The propulsion engines and auxiliary power units he supports today are more powerful, efficient and reliable than when he joined Honeywell in the mid-1980s. They use digital controls and sophisticated health-monitoring technologies. And they’re more connected than ever to other systems on the airplane and resources on the ground.
What hasn’t changed is Wolf’s commitment to providing business aircraft operators with the best possible service to keep their aircraft flying safely and efficiently. Wolf is known for around-the-clock availability and responsiveness, to the point where “Just call Jack” is the mantra for many operators across his territory.
“This job is all about getting customers the right answer as quickly as possible,” Wolf said. “Honeywell is committed to giving owners, pilots and directors of maintenance the support they need, whenever and wherever they need it. Often that means making a phone call to someone like me. Our goal is always first-call resolution of any customer problem and I deal with aircraft-on-ground situations for our customers just about every day.”

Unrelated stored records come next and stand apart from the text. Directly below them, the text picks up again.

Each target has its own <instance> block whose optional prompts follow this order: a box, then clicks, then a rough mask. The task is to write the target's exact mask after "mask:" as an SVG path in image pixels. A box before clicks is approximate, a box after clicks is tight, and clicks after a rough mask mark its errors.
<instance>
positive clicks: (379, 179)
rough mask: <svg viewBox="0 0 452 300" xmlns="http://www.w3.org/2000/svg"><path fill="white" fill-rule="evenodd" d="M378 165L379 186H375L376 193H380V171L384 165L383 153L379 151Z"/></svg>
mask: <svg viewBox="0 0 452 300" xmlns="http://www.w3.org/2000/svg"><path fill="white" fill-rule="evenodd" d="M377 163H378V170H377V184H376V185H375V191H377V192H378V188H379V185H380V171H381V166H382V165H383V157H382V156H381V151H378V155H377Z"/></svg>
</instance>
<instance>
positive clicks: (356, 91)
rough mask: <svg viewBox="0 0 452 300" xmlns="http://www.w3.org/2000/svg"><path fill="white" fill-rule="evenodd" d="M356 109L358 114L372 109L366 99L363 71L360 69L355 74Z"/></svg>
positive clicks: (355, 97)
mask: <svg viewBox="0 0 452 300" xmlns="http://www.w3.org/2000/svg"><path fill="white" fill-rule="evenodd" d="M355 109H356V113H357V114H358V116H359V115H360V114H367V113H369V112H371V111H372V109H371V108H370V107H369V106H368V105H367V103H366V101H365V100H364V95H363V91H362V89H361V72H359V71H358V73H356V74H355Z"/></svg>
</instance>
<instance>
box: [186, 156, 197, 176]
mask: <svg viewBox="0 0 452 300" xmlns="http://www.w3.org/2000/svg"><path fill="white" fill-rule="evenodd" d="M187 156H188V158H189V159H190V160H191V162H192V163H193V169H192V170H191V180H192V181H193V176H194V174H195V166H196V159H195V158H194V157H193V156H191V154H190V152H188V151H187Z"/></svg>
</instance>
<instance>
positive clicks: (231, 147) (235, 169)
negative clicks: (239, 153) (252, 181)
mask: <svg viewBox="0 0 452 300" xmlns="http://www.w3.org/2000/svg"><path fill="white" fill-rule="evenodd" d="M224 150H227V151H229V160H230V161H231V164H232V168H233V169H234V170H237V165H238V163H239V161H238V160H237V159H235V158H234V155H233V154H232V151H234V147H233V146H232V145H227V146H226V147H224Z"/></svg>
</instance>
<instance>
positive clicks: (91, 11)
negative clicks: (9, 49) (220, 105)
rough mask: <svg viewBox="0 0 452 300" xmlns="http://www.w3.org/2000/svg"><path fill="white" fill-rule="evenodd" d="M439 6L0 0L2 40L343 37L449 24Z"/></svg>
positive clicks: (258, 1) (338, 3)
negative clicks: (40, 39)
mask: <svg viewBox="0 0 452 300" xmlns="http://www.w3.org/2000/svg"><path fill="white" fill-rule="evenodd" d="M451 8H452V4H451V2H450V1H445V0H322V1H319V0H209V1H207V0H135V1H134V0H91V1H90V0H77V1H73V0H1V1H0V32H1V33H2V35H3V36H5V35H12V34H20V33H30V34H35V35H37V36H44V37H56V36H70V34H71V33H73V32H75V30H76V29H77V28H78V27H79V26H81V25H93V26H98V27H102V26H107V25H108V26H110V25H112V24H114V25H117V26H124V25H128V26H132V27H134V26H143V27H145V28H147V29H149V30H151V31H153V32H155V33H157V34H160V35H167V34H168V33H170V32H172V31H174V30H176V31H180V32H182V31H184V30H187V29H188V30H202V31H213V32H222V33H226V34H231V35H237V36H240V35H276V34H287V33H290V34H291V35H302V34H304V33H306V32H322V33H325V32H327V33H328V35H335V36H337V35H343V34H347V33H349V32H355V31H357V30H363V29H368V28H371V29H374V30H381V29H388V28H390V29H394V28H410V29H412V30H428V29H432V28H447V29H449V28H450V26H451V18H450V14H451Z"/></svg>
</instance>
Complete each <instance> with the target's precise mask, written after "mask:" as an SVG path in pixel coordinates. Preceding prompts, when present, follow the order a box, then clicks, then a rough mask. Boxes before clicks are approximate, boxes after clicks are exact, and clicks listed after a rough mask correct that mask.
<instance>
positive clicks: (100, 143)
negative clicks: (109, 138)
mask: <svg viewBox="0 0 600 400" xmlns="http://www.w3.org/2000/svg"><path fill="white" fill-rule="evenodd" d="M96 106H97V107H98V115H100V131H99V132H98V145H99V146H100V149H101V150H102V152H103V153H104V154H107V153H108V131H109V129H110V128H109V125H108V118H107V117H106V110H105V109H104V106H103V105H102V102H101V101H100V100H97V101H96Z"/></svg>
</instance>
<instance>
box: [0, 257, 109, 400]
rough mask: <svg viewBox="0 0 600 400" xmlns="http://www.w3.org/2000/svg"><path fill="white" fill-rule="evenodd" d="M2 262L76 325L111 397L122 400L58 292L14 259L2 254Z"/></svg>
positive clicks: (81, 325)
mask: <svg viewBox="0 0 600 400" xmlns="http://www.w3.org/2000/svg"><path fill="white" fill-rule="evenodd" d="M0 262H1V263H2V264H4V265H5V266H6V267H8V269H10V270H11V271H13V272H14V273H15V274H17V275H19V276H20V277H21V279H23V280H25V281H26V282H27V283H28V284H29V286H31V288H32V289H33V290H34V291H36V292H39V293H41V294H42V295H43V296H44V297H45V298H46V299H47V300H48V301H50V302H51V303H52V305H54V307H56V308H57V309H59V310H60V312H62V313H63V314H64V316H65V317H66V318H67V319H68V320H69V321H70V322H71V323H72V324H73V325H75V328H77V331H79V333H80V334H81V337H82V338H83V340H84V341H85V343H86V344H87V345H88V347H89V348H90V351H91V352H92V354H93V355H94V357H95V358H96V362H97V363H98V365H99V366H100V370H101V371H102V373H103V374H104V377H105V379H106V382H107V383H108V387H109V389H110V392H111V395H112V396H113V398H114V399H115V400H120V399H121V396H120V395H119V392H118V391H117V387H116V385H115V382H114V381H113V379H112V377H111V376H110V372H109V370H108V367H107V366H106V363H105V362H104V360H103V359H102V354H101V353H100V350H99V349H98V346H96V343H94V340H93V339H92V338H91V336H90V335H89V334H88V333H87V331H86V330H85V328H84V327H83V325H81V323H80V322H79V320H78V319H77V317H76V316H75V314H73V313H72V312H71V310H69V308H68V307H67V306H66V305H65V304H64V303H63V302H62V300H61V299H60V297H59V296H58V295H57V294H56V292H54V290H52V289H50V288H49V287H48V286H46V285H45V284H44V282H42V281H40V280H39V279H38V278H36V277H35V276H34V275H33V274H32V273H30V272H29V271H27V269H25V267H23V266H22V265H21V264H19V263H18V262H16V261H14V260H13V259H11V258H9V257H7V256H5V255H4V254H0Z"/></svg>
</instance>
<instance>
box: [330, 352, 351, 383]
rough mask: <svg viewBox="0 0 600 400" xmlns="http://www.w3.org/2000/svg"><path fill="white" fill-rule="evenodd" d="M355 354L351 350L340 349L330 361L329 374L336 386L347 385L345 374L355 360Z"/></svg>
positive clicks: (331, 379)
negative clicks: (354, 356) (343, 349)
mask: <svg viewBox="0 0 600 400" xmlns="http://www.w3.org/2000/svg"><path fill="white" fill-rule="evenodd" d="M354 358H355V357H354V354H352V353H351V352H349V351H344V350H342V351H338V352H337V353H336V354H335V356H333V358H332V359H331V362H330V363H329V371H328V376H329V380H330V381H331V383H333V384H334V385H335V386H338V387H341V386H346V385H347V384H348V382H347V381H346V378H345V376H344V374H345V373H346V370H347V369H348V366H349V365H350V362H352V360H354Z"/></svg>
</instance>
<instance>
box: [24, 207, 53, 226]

Wolf is able to get help from experienced teams of subject matter experts. “We have Technical Core Teams (TCTs) for each of our engine products,” he said. “They know our engines and APUs like the back of their hands and have all the technical documentation needed to get to the heart of any problem. That’s one of the great things about working with Honeywell; we’re the guys who developed and built the engine, which makes all the difference.”
Operators also can access the support they need on Honeywell’s information-rich MyAerospace.com customer portal. Wolf is a frequent contributor to the portal’s Technical Knowledge Center, where he and other field service engineers share case studies and other information to help customers resolve engine and APU issues.
Based in Minneapolis, Wolf works with Honeywell customers from throughout the Upper Midwest and south-central Canada, including such high-profile names as Cargill, Target, Xcel Energy, Emerson Electric and Monsanto. He often visits their operations in person to share information and hear about operators’ challenges and plans for the future.
Technology has come a long way since Wolf had trouble getting his first portable computer, a 20-plus-pound Compaq 286, through airport security on his way to visit a customer.
“There are lots of ways to connect with customers these days and we use them all,” he said. “For example, Facetime helps me reach maintenance teams in a hurry and see for myself the situation they’re addressing with the engine. We also have the Aerospace Remote Connect (ARC) technology that lets us log into a customer’s computer and download critical data from anywhere in the world. It really is a remarkable technology tool that helps us meet our customers’ needs quickly and efficiently."